I know this sounds crazy—believe me, I know—but I just saw 19 Errol Flynn movies in a row (from Captain Blood, the 1935 film that made him instantly famous, to 1953’s The Master of Ballantrae, his last decent film and good performance before he died in 1959, only 50 years old), and I just read all three of the books he wrote, and I have read an awful lot written and said about him by other people. Some conclusions: One, Errol Flynn is one of the greatest actors I have ever seen, and I have been utterly absorbed in movies and movie actors since I was five years old when my sister took me to a movie theater for the first time (to see the new hit The Swiss Family Robinson). In all of Flynn’s best movies (for my money, in rough order, The Sea Hawk, Gentleman Jim, The Adventures of Robin Hood, The Dawn Patrol, Santa Fe Trail, Captain Blood, Edge of Darkness, Uncertain Glory, and Objective, Burma!??), Errol Flynn is, in a word, irresistible. Many fine actors can be reprised and updated (think of Gregory Peck as a later Henry Fonda), but though hints of Flynn appear in cool Steve McQueen and sprightly Tom Cruise, in suave Pierce Brosnan and bantering Will Smith, Flynn is, like Cary Grant, sui generis—a package of grace, wit, athleticism, looks, humor, and obvious joy in the work and workmates that makes going back to a film you have not seen in many years, like The Sea Hawk or Gentleman Jim, a real and lasting pleasure.
There's no getting around the slightly mad pacing of this article. Someone clearly wants to build a time machine and go back and have a relationship with Errol Flynn that would have been frowned upon at that time.

As you can see, arguments in the form of "first . . . second . . . third" get somewhat hacked up by the bot. There's probably an argument for some human editing, since "Some conclusions: One, Errol Flynn is one of the greatest actors I have ever seen" could be trimmed down into a more readable and better-flowing "Errol Flynn is one of the greatest actors I have ever seen." I'd love to crack the nut on making the machine detect and clean that up, but that level of human readability may present certain challenges. There is a point where it's hard to beat human judgment, and I think this might actually be it.

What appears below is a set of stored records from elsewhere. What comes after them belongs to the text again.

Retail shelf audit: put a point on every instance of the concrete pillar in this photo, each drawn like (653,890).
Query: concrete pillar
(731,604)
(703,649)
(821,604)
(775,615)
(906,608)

Where I'm most impressed by the bot is in comparing these two sentences . . .
You would follow him anywhere, not because he is handsome, not because he plays, and is, a captain or a rebel leader, but because it would be immense fun. (0)
. . . and . . .
Many fine actors can be reprised and updated (think of Gregory Peck as a later Henry Fonda), but though hints of Flynn appear in cool Steve McQueen and sprightly Tom Cruise, in suave Pierce Brosnan and bantering Will Smith, Flynn is, like Cary Grant, sui generis—a package of grace, wit, athleticism, looks, humor, and obvious joy in the work and workmates that makes going back to a film you have not seen in many years, like The Sea Hawk or Gentleman Jim, a real and lasting pleasure. (792)
The first sentence is one I would have included because I feel it summarizes the article extremely well. The bot, as you can see, rates it a big fat goose egg. It sees no value in that sentence, and instead favors a much more robust sentence with firm examples -- the sort of thing a good English professor would be proud of. I especially think the comparison of Errol Flynn to Steve McQueen and Will Smith is helpful, since those concepts will go a long way toward bringing younger film students toward an appreciation of what the original author is trying to get at.

In terms of topcality, the second sentence simply crushes. Obviously, Flynn is the main topic, the uber alles of the article. Film and actors are strong secondary themes, and mention those ideas alongside Flynn pushes this sentence into the include pile.



Conclusion




I'm very pleased with where this project is at. Reading comprehension, and especially the ability to trim through the fluff, is one of the bigger challenges you face with any text-based machine-learning system.